И все-таки Мур слушал деголлевскую “France Libre”. Так он узнавал новости с театров военных действий, которыми в СССР мало кто интересовался: во французской Экваториальной Африке, в Сирии. Особо занимает его сирийский фронт, когда в мае начнется совместное наступление британских и французских (деголлевских) войск на верные вишистам Сирию и Ливан. Французы начнут воевать с французами, словно это гражданская война. А в последний мирный вечер 21 июня 1941 года Мур будет слушать по французскому радио “очень интересную” передачу об экономическом положении Франции. Вряд ли в тот субботний вечер в Москве нашлось много слушателей, которых заинтересовала бы такая программа.
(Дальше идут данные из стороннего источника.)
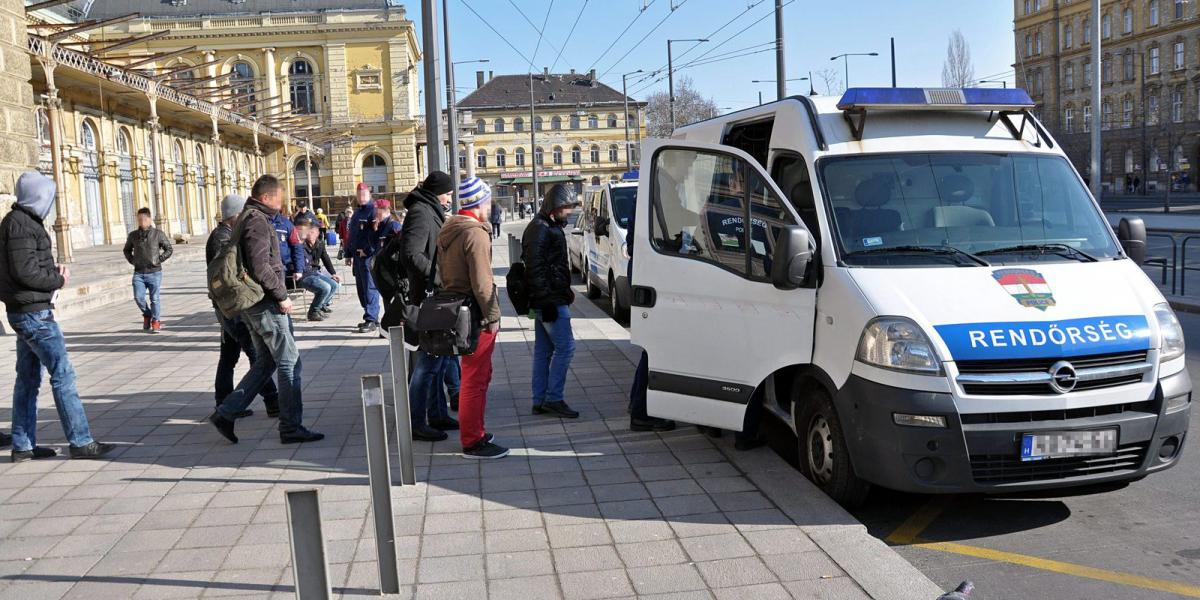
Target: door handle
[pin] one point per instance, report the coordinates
(643, 297)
Но вернемся в апрель – май 1941-го, время для Мура если не счастливое, то благополучное. Он не знает, как тяжело Але в исправительно-трудовом лагере, почему именно она похудела и “стала похожа на жирафу”. Просто представить не может. Отец сидит в тюрьме, надежд на освобождение всё меньше, но Мур и представления не имеет, что такое следствие, что такое советская тюрьма. В остальном же дела идут неплохо. Цветаева зарабатывает переводами. Их печатают в журналах и даже читают на радио. Митя дает почитать (иногда и продает) интересные книги. В школе Георгия ценят. В концертном зале исполняют любимые Пятую и Шестую симфонии Чайковского. На эстраде гремит новая звезда – Ираклий Андроников. Мур ходит на его концерты, а сам Ираклий Луарсабович восхищается Цветаевой, просто в восторге от ее перевода “Раненого барса” Важи Пшавелы: “Он говорит, что это «потрясающе, всё перевертывает»”.815816 Мур очень гордится успехами матери. А вечерами парижский мальчик погружается в свой любимый мир. Он ищет волну “France Libre”, ждет выступлений де Голля.
ИЗ ДНЕВНИКА ГЕОРГИЯ ЭФРОНА, 10 мая 1941 года:
Я очень часто по радио слушаю генерала де Голля. Приятно слышать французские голоса, кроме того, узнаёшь много новостей. К тому же эти передачи помогают мне не забывать язык.
И русский, и французский были для него родными. Недаром же он был, если верить Цветаевой, в классе лучшим знатоком русского языка. Между тем язык его дневника – смесь французского и русского. Иной раз Мур пишет только по-русски, почти не прибегая к французской лексике. Однако есть у него и многостраничные записи на французском. Большая часть записей – на русском, но пересыпаны галлицизмами. Так, девочка Рема Петрова, одноклассница Мура, “имеет довольно строгих родителей”. По-русски это звучит коряво. А по-французски будет именно так: “Rema a des parents assez stricts”. Жена Тарасенкова “имеет красивое тело” – по-французски Мур сказал бы лучше: “La femme de Tarasenkov a un beau corps”. Он как будто переводит с французского на русский.
Так же часто Мур включает в русский текст французские слова, приделывая к ним русские окончания. Ругая Цветаеву за непрактичность, Мур пишет, что другой человек на ее месте “смог бы на всём этом брик-а-браке фактов достать себе приличную жилплощадь”817. Bric à brac – это хлам, барахло. Французский глагол inaugurer (открывать, положить начало) Мур вводит в свой русский лексикон, изобретая слово “иногюрировать”. Глагол frapper (ударить, поразить, сразить) оборачивается русифицированным “фраппировать”. У британской армии, по словам Мура, “формидабельная” боевая техника, то есть техника великолепная, мощная, могучая – formidable. Так французский язык у Мура постоянно влияет на его русский.